Meanwhile, rent-a-quote Europhiles and Eurosceptic Tories exchange blows in Manchester. Leon Brittan described a possible referendum on the Lisbon Treaty as “ludicrous” and Dan Hannan has just told Sky News:
“This is not the Conservative party of the past. This is a 1990s story. Everyone I speak to here is broadly opposed to Europe and they want a referendum, if not on the Lisbon treaty then on Europe more generally.”
Boris Johnson’s statement on the subject was the most arresting:
“I think the British people deserve a say on it. I think it would be right for such a debate to be held... particularly if the upshot of the Lisbon treaty is going to produce President Blair.”
There is a sense that Cameron is not in control of this issue, which is a gift to UKIP and Labour.

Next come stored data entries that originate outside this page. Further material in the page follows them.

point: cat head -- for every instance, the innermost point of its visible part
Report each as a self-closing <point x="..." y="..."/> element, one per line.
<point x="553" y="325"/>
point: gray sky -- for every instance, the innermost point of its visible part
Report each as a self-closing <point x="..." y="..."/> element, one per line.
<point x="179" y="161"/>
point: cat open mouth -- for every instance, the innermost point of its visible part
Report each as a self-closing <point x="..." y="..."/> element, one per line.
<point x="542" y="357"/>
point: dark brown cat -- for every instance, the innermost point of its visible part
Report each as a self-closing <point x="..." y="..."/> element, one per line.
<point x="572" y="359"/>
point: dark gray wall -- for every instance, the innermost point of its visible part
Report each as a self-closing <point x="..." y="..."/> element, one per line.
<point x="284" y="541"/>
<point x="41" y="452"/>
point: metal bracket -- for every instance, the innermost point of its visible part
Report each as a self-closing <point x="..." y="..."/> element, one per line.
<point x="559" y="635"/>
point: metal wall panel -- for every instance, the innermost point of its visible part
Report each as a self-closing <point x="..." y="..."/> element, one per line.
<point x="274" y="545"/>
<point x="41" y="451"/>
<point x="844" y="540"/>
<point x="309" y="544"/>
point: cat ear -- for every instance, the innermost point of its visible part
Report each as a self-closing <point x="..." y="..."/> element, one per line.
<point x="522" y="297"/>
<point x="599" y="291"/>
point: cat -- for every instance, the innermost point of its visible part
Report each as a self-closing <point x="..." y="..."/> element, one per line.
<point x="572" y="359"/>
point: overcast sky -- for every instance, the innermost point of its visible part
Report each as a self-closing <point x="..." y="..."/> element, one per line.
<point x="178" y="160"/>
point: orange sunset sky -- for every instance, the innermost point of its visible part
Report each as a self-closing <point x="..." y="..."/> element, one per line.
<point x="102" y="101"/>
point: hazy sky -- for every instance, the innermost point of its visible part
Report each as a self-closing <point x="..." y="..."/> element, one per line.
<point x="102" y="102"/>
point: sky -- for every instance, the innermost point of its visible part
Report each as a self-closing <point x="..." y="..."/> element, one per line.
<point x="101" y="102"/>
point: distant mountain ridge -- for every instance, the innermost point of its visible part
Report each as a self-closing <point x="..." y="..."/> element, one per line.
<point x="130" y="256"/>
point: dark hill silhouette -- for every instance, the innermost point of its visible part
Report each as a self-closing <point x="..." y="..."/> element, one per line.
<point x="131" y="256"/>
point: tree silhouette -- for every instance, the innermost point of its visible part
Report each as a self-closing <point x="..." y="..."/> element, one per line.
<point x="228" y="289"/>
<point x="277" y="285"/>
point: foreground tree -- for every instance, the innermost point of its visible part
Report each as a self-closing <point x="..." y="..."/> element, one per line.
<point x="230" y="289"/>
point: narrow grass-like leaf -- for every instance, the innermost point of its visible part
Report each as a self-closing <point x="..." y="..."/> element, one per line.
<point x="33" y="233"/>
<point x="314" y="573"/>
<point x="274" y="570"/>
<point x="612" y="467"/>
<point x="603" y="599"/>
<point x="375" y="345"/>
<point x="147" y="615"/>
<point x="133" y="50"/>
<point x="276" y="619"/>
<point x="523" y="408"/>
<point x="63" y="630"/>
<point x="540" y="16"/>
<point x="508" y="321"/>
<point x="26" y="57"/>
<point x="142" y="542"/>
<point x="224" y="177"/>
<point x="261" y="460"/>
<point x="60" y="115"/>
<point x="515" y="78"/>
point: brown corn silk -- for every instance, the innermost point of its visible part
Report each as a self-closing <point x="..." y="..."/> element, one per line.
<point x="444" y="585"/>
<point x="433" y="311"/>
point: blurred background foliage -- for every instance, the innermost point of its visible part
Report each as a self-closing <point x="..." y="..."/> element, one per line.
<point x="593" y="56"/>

Flirting with Eurosceptic voters, Nigel Farage has once again urged Cameron to promise a referendum on the Lisbon treaty. And David Miliband has followed up his disgraceful remarks last week by saying:
"You've got to put the country first and your friends, your Euro-extremist friends second, and at the moment he's dithering.
"David Cameron has got himself in a position where he made promises to the Euro-extremists in his own party and he won't take them on."
Clearly, Cameron does not want the conference that is supposed to start the march to Downing Street defusing the Europe issue. Confronting it head on will only exacerbate the problem. The easiest way to relegate Europe is to get delegates thinking about radical policies for government. The unveiling of the so-called Work Programme, the Tories’ radical welfare reform package, this afternoon should get this vital conference back on track.